Z tym przejazdem było dokładnie tak samo. Pamelka leciała jak burza na każdą z przeszkód i brała je tak, jakby były o wiele większe niż są. Mimo to przejazd skończyła bez żadnej zrzutki i w dobrym czasie co mnie ucieszyło. Wyklepałam ją i czekałam aż Matt skończy swój drugi przejazd.

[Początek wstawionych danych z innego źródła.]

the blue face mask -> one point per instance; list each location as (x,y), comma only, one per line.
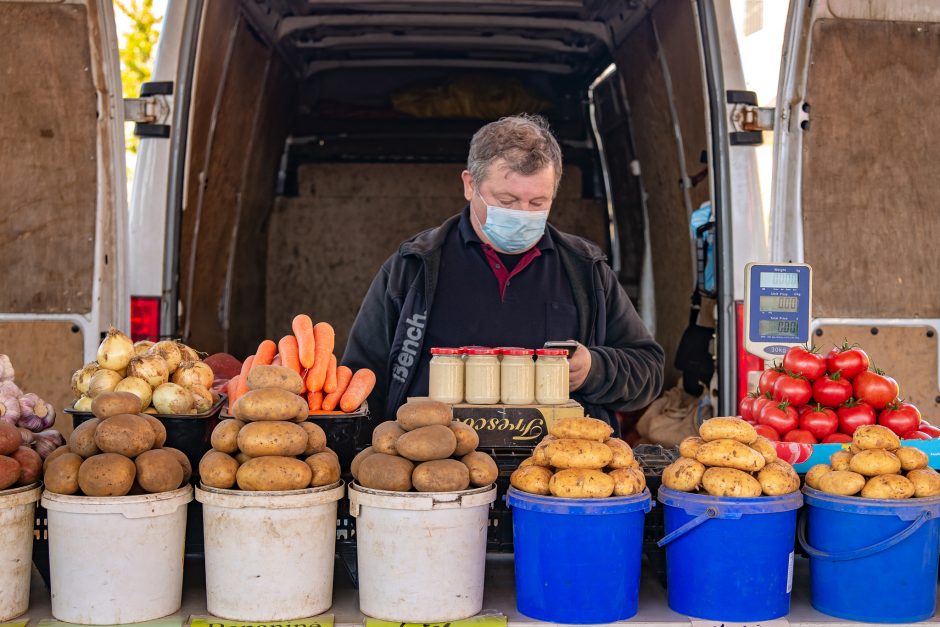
(513,230)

U nich również nic się nie zmieniło, może prócz tego że Sagitta była mniej skupiona niż za pierwszym razem.
Na rozstępowaniu każdy jechał w swoją stronę, żeby w razie czego nie kusić koni do jakiegoś podgryzania czy czegoś podobnego.
-trzeba ruszyć dziś jak najwięcej koni, żeby wykorzystać pogodę puki jest ładna
-też tak uważam...to może ruszymy jakieś dresażowce i pokazowce a potem wyścigówki?
-co do tego ostatniego to wolałabym nie, bo Harry zajmuję się od rana do wieczora Nikitą, bo strasznie się polubili a bez Alex nie ma kto wsiąść na Corriendo bo dobrze wiesz, że to ona mobilizuje go najbardziej do pracy
-no dobra, to potem się ustali kto kogo bierze
Kiwnęłam głową i po około 10 minutach łażenia stępem zeskoczyliśmy z wierzchowców, poluzowaliśmy popręgi, podciągnęliśmy strzemiona i ruszyliśmy w stronę stajni.
Konie zostały przez nas sprawnie rozsiodłane, czapraki zostawione do wyschnięcia, owijki wrzucone do pralki bo i tak nadawały się już do prania a wędziła umyte i odwieszone wraz z siodłami.
Byłam zadowolona z treningu Sagi i Pam, choć co do arabki to wiem, że muszę spędzać z nią znacznie więcej czasu żeby klacz miała podstawy do tego, że może mi całkowicie zaufać.